In the meantime, a friend of mine gave me an idea to do a Dear Leader Tales anthology of short stories, in time to be released prior to the election. We just closed the submissions period and are reading/scoring the 300+ stories now. So in between treatments, the daily work of publishing continues!

When you’re a ball, sometimes it pays to spin things around to where you’re back on the Slugger side of the equation. Especially if you can produce something which will bring joy; if not to readers, then to the authors being paid for the use of their work. All in all, that’s a win-win situation.

Image by Gerd Altmann from Pixabay

Hobbit Birthday Celebrations

Inspired by a close acquaintance and her hobbit birthday celebrations, I’m celebrating my birthday by offering the Kindle version of Martyrs al-Sabra free to all on Amazon for the next five days. Pick it up!

If only the print version will do, and you want an author-signed version, they can be found here.

Chasing Eleven Available

Chasing Eleven was released this week. It’s a collection of my short stories, early versions of some have been shared on the site, but others are definitely new.

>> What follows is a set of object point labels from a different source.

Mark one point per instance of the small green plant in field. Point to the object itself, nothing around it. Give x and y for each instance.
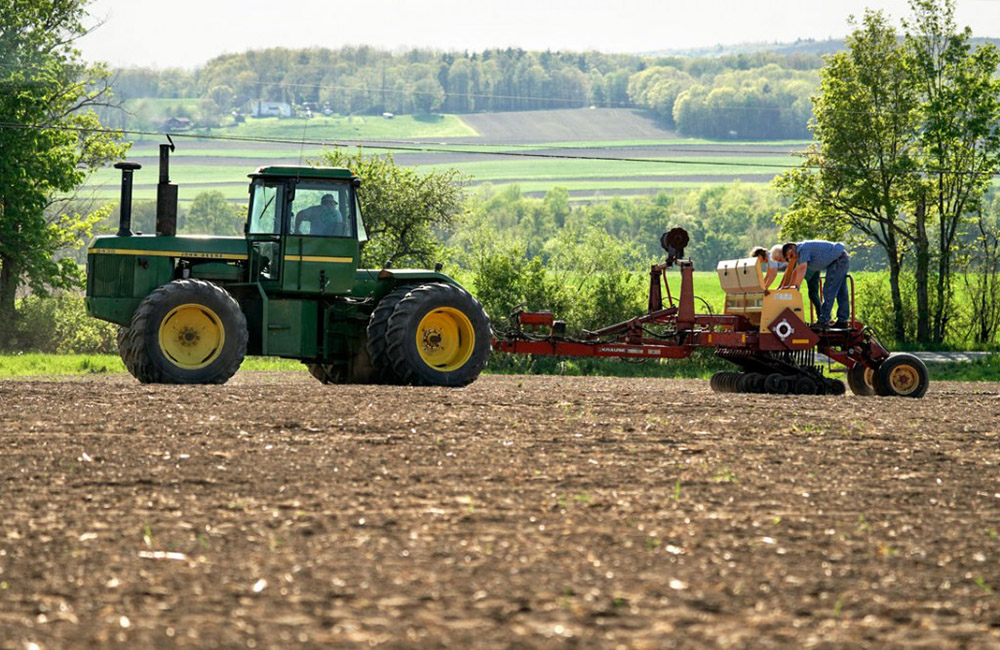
(725, 476)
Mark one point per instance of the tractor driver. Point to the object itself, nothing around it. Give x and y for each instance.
(812, 278)
(324, 219)
(818, 255)
(768, 266)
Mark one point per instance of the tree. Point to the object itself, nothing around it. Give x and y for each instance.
(860, 173)
(51, 139)
(959, 140)
(428, 95)
(212, 214)
(404, 212)
(909, 138)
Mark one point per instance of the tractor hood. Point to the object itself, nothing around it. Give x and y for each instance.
(184, 246)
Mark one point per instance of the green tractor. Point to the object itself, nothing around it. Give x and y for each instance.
(192, 307)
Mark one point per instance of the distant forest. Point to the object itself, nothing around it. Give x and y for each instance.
(746, 96)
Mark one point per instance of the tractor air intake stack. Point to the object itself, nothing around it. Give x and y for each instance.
(125, 209)
(166, 195)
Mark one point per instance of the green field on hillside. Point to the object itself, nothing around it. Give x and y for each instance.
(348, 127)
(206, 163)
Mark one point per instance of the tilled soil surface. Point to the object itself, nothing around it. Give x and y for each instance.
(518, 512)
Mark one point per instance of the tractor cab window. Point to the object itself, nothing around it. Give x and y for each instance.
(362, 231)
(322, 210)
(265, 210)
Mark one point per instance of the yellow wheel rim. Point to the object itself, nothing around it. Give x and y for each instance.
(904, 379)
(191, 336)
(445, 339)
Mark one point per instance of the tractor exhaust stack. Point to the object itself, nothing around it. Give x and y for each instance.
(125, 207)
(166, 195)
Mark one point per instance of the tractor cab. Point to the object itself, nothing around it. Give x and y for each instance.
(304, 229)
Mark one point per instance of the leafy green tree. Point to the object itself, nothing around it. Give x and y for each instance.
(428, 95)
(212, 214)
(959, 140)
(50, 138)
(860, 173)
(405, 213)
(909, 139)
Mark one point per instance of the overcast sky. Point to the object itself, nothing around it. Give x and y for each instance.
(186, 33)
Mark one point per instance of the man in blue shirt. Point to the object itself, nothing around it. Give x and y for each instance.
(818, 255)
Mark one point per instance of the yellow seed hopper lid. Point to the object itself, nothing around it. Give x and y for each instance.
(741, 276)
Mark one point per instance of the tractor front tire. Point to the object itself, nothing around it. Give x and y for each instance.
(185, 332)
(438, 335)
(902, 375)
(861, 379)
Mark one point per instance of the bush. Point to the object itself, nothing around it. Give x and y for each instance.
(60, 325)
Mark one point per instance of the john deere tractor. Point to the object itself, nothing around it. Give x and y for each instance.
(191, 307)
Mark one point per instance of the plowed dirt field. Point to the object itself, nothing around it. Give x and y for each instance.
(520, 512)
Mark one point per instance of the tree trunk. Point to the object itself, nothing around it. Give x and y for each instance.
(8, 291)
(922, 273)
(942, 310)
(898, 322)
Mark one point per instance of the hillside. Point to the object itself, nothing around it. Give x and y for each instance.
(568, 125)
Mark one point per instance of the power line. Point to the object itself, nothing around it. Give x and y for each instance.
(418, 148)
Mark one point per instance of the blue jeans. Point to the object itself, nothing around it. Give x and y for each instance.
(835, 287)
(812, 281)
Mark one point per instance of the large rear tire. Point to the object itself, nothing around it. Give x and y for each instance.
(902, 375)
(438, 335)
(378, 345)
(185, 332)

The foreword is exerpted below.

“The title and concept for Chasing Eleven is inspired by an iconic scene from the movie Spinal Tap; specifically, a conversation between characters Nigel Tufnel and biographer Marty DiBergi:

“..If we need that extra push over the cliff, you know what we do?”

“You put it up to eleven.”

“Exactly! It’s one louder.”

“Why don’t you just make ten louder, make ten be the top number and make that a little louder?”

(long pause as Nigel considers the possibility)

“These go to eleven…”

What does that have to do with a collection of short stories? More than is initially apparent! I’ve found certain behaviors in myself and others invariably becoming a source of rueful amusement. Generally, this occurs when a person is so focused on a singular obsession they ignore all external indications they may be incorrect and persist in likely folly.

Think of a poker player, betting all-in while drawing to an inside straight. The odds of pulling that one card is very low, but the gambler ignores them, betting everything left, sure this is the one time it will happen. Indie authors are kind of like that: persisting regardless of ample evidence to heaven’s vast indifference. Why each writer persists varies by the individual, but is closely tied to the reasons they write in the first place.

As for me, I’m just chasing eleven.”

It was fun pulling it together, Sarah Kalin – Editor helped me trim some of the more self-indulgent elements into something more or less cohesive.  I hope you enjoy it!